The selective components of MacConkey Agar are crystal violet and bile salts which eliminate Gram “__” ve bacteria. _______salt also inhibits the growth of non-enteric bacteria. The differential component in MacConkey Agar is the sugar, ____________. When this sugar is fermented, it produces an ________condition. This changes the color of the pH indicator known as ___________ to a _____color. The bacterial colony turns the same color. Bacteria that do not ferment this sugar can use peptone in the medium, producing an alkaline reaction and
_____________ colored colonies.

The selective component of Salt Mannitol Agar is 7 – 10% _______. This inhibits the growth of bacteria that do not tolerate a high level of this chemical.

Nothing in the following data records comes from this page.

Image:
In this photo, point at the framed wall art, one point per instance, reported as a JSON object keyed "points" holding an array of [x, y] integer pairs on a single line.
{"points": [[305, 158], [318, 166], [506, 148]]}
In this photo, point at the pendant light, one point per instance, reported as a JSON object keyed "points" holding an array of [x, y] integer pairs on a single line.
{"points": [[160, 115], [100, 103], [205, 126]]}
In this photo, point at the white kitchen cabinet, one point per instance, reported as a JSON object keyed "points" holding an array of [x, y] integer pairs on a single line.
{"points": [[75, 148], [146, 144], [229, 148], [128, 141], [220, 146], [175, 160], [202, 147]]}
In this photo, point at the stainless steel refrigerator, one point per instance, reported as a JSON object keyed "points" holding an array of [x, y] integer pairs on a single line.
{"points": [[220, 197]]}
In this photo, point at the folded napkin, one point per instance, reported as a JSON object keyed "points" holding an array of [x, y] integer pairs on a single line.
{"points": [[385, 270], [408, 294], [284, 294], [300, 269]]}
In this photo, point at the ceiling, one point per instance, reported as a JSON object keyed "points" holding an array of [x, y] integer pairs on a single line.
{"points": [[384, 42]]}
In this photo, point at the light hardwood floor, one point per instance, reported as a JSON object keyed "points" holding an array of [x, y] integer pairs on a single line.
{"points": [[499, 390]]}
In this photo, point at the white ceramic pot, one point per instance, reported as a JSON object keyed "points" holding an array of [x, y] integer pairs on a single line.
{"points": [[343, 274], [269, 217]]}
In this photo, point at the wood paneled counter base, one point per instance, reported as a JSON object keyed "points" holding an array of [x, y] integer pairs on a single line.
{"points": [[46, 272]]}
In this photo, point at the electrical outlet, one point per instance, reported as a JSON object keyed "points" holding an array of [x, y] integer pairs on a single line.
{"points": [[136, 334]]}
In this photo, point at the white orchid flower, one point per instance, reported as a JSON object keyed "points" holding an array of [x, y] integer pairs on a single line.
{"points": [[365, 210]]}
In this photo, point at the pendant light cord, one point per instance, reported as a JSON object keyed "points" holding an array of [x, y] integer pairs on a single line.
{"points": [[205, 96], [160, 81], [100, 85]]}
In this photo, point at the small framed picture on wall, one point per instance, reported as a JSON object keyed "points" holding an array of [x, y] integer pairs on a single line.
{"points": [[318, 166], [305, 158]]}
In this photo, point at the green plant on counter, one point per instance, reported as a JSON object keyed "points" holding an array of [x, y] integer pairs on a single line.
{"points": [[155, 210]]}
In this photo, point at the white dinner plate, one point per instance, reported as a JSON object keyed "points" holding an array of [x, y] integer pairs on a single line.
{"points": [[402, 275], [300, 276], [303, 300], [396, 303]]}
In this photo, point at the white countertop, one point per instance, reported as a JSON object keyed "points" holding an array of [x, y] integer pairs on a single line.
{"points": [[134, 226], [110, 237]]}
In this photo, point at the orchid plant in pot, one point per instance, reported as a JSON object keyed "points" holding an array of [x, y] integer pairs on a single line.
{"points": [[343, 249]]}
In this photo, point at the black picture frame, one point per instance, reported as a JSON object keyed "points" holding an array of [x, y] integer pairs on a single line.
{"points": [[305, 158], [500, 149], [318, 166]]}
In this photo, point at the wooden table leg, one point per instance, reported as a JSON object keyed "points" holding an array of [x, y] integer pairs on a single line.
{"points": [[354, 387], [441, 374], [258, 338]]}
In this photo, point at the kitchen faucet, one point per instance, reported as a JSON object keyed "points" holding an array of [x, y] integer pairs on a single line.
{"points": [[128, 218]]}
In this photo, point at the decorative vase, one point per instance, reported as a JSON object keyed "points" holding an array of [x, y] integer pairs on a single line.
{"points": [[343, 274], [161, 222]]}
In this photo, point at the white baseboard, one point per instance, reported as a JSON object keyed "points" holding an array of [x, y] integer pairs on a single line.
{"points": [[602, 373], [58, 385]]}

The differential component of Salt Mannitol is the sugar _____________. When this
sugar is fermented, _________ is produced. This alters the pH indicator called _____________ and changes it to a __________ color. The bacterial colony and the
surrounding medium turn the same color. Non-fermenting bacteria, which use the peptone in the medium, do
not produce any change in the color of the colonies and its surrounding medium.

Answer 36

The selective components of MacConkey Agar are crystal violet and bile salts which eliminate Gram “+” ve bacteria. ____BILE____salt also inhibits the growth of non-enteric bacteria. The differential component in MacConkey Agar is the sugar, _____LACTOSE_______. When this sugar is fermented, it produces an ____ACIDIC ____condition. This changes the color of the pH indicator known as ______NEUTRAL RED___ to a ___DEEP PINK__color. The bacterial colony turns the same color. Bacteria that do not ferment this sugar can use peptone in the medium, producing an alkaline reaction and ___BEIGE___ colored colonies.

The selective component of Salt Mannitol Agar is 7 – 10% __SODIUM CHLORIDE____. This inhibits the growth of bacteria that do not tolerate a high level of this chemical.

The differential component of Salt Mannitol is the sugar _____MANNITOL_____. When this
sugar is fermented, ___ACID__________ is produced. This alters the pH indicator called ____PHENOL RED______, and changes it to a __YELLOW_____ color. The bacterial colony and the surrounding medium turn the same color. Non-fermenting bacteria, which use the peptone in the medium, do
not produce any change in the color of the colonies and its surrounding medium.